In 1937, President Franklin Roosevelt signed the National Cancer Act, launching a nationwide effort to combat the disease. Eighty-seven years later, despite significant progress, cancer treatment often falls short, with 50 to 80 percent of patients not responding to treatment and more than 600,000 cancer deaths annually in the United States. What if clinicians could predict the success of any cancer treatment, ensuring each patient receives the most effective care? The challenge lies in the diverse nature of the disease.

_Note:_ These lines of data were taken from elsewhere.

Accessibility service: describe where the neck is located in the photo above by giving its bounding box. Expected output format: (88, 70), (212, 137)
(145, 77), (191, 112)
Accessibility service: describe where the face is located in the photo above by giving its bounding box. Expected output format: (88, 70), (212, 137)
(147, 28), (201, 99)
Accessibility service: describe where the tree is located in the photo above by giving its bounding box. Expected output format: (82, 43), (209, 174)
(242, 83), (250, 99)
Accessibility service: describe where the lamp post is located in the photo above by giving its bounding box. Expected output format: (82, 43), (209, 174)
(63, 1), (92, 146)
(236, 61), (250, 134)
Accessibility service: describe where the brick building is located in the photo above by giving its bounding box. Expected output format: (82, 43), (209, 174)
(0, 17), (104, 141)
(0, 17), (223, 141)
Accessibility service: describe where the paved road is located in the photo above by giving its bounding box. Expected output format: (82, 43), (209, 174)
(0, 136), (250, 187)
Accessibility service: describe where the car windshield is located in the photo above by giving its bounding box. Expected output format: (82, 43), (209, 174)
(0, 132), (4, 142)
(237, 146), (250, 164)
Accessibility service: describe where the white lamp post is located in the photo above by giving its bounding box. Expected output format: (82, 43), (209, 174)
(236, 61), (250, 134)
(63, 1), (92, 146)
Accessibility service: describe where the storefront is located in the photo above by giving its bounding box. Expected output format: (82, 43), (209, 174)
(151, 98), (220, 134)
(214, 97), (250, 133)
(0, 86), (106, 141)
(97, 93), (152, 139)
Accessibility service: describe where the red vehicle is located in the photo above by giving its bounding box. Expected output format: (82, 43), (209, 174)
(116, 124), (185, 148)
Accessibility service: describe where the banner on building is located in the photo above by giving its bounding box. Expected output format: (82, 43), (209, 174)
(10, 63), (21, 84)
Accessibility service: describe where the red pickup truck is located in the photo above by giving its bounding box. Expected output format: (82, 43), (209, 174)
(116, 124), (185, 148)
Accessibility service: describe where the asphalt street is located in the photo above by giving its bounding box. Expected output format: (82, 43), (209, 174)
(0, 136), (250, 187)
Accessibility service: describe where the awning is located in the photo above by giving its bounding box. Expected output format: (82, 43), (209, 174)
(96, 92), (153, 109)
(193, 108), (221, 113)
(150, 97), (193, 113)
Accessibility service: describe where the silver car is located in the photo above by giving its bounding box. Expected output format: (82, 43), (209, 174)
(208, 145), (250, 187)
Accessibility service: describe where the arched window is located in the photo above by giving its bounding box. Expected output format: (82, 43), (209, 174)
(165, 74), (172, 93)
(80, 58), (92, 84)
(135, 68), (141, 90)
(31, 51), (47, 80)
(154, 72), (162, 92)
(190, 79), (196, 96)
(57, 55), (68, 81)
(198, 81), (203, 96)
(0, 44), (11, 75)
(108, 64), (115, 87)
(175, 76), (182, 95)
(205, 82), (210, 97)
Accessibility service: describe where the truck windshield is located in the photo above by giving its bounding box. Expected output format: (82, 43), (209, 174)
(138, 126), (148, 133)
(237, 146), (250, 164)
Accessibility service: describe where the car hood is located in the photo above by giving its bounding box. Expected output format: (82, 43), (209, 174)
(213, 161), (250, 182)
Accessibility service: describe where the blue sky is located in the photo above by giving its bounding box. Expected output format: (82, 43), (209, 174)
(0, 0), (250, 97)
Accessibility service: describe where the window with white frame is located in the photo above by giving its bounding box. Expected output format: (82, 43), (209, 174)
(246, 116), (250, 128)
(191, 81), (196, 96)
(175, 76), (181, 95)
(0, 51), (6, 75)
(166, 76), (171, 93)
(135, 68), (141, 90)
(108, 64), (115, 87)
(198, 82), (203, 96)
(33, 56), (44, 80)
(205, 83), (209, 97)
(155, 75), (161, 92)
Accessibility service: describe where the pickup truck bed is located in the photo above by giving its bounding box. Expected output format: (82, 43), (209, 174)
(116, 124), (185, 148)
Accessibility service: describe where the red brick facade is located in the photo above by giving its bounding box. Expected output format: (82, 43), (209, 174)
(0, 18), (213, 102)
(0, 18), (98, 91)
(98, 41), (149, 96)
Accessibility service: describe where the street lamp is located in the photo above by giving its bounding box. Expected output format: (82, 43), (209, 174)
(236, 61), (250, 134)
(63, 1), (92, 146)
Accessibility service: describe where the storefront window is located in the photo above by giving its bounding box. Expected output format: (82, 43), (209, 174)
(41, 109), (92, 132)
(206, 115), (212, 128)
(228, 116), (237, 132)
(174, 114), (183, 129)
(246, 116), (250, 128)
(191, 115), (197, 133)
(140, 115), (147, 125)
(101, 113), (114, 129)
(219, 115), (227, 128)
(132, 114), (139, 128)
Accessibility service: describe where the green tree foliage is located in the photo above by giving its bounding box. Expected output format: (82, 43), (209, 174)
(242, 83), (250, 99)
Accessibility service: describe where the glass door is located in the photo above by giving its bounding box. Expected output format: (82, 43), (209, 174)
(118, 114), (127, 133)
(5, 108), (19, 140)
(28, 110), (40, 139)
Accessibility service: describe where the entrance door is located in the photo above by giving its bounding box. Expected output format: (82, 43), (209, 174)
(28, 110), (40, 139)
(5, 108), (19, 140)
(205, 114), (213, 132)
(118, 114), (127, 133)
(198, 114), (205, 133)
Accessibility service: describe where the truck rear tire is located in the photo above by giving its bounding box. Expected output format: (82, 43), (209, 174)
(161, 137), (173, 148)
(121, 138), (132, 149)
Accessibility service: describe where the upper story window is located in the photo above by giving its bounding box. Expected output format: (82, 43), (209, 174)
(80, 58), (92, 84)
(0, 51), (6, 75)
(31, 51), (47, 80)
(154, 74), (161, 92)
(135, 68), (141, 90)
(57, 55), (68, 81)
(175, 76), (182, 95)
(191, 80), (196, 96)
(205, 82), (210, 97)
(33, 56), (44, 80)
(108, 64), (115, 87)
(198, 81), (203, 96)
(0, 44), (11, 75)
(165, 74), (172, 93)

There are hundreds of different types of cancers, characterized by the specific type of cell from which they originate. Even patients with the same cancer type require personalized treatments due to unique factors like genetic predisposition, lifestyle and immune response. The therapeutic outcomes -; from complete remission to resistance to treatment -; are unpredictable because cancer cells can develop resistance to drugs through genetic mutations, rendering therapy ineffective.
To tackle this complexity, a research team at the University of Alabama at Birmingham led by Anindya Dutta, Ph.D., professor and chair of the UAB Department of Genetics, sought to identify patterns within this apparent randomness.
Leveraging established cancer cell databases -; including the Genomics of Drug Sensitivity in Cancer, or GDSC, the Cancer Therapeutics Response Portal, or CTRP, and the Catalogue of Somatic Mutations in Cancers, or COSMIC -; the team investigated "whether g.